読みが近い欧文を車名にするのならいいのだが、欧文車名の意味を漢字車名に使うというのが過去には結構ポピュラーであった。いわゆる当て字としては、トヨタ・カムリは「凱美瑞」やカローラが「卡羅拉」などを例として挙げることができる。
カムリの漢字表記車名画像はこちら
2025年4月末から5月上旬に開催された、上海モーターショー(上海国際汽車工業展覧会)会場内フォードブースに行くと、欧文車名の意味を漢字車名としているモデルを多く見かけた。
まず、「烈馬」はブロンコとなり、「鋭角」はエッジ、そして「探検者」はエクスプローラーとなる。また、今回は出展していなかったが、スバル・フォレスターは「森林人」と非常にわかりやすい漢字車名となっている。
フォード・ブロンコの漢字表記画像はこちら
漢字文化圏である日本に住む人であれば、中国のオートショーで漢字車名が当て字なのか、欧文車名の意味なのかを見て楽しむこともできる。また、普段あまり意味は気にしないで使っていた欧文車名の意味を、中国のオートショーでの漢字車名でなるほどと思うこともある。

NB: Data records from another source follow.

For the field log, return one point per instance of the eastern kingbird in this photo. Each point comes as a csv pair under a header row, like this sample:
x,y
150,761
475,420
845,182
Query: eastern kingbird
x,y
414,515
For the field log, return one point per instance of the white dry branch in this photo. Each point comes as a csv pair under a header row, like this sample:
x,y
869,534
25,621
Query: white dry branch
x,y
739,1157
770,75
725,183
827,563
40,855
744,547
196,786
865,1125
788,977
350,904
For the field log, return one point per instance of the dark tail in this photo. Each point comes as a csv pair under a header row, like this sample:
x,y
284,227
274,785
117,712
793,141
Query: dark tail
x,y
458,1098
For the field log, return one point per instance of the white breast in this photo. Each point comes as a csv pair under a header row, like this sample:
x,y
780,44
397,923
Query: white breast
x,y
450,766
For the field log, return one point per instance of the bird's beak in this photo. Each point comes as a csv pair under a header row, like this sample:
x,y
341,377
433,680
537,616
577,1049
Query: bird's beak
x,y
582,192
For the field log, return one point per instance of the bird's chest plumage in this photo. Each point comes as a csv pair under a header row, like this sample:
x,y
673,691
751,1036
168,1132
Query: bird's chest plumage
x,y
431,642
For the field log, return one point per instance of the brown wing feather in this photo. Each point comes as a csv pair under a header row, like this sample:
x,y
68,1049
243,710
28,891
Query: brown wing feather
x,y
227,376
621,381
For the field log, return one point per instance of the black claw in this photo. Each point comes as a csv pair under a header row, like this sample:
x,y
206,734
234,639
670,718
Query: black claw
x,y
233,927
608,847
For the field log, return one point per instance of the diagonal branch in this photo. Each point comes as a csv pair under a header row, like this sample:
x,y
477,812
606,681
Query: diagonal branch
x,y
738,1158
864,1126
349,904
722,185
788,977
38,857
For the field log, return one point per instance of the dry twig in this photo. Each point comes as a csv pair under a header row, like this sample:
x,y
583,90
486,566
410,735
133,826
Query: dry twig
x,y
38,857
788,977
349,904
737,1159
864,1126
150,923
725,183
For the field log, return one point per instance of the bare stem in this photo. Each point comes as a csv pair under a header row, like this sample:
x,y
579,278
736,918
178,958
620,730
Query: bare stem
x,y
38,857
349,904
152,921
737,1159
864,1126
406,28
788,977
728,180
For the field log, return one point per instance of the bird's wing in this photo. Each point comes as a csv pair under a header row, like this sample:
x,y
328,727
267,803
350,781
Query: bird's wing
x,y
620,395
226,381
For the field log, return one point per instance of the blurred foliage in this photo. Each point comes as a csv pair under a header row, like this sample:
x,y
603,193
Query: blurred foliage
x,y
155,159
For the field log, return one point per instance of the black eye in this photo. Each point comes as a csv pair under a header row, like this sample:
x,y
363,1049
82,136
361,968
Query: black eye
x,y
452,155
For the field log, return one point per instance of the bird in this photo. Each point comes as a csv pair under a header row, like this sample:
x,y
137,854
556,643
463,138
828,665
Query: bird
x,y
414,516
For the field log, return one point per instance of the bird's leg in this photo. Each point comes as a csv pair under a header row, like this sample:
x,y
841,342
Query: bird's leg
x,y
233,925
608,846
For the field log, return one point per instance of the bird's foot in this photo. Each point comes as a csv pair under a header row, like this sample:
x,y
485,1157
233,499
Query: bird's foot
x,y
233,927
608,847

筆者が初めて中国のオートショーへ出かけたころには、オートショーの会場内における中国メーカー車は漢字車名のみも多かったが、ここ最近は欧文表記の車名やブランド名が目立ってきている。時代の変化とともに、なかなか漢字表記することが難しいものも出てきているし、都市部ではネイティブな英語を話すことができる若い世代も日本とは比較にならないほど多いことを考えても、世代交代が進み欧文表記をそのまま受け入れられる社会になってきたということなのかと筆者は感じている。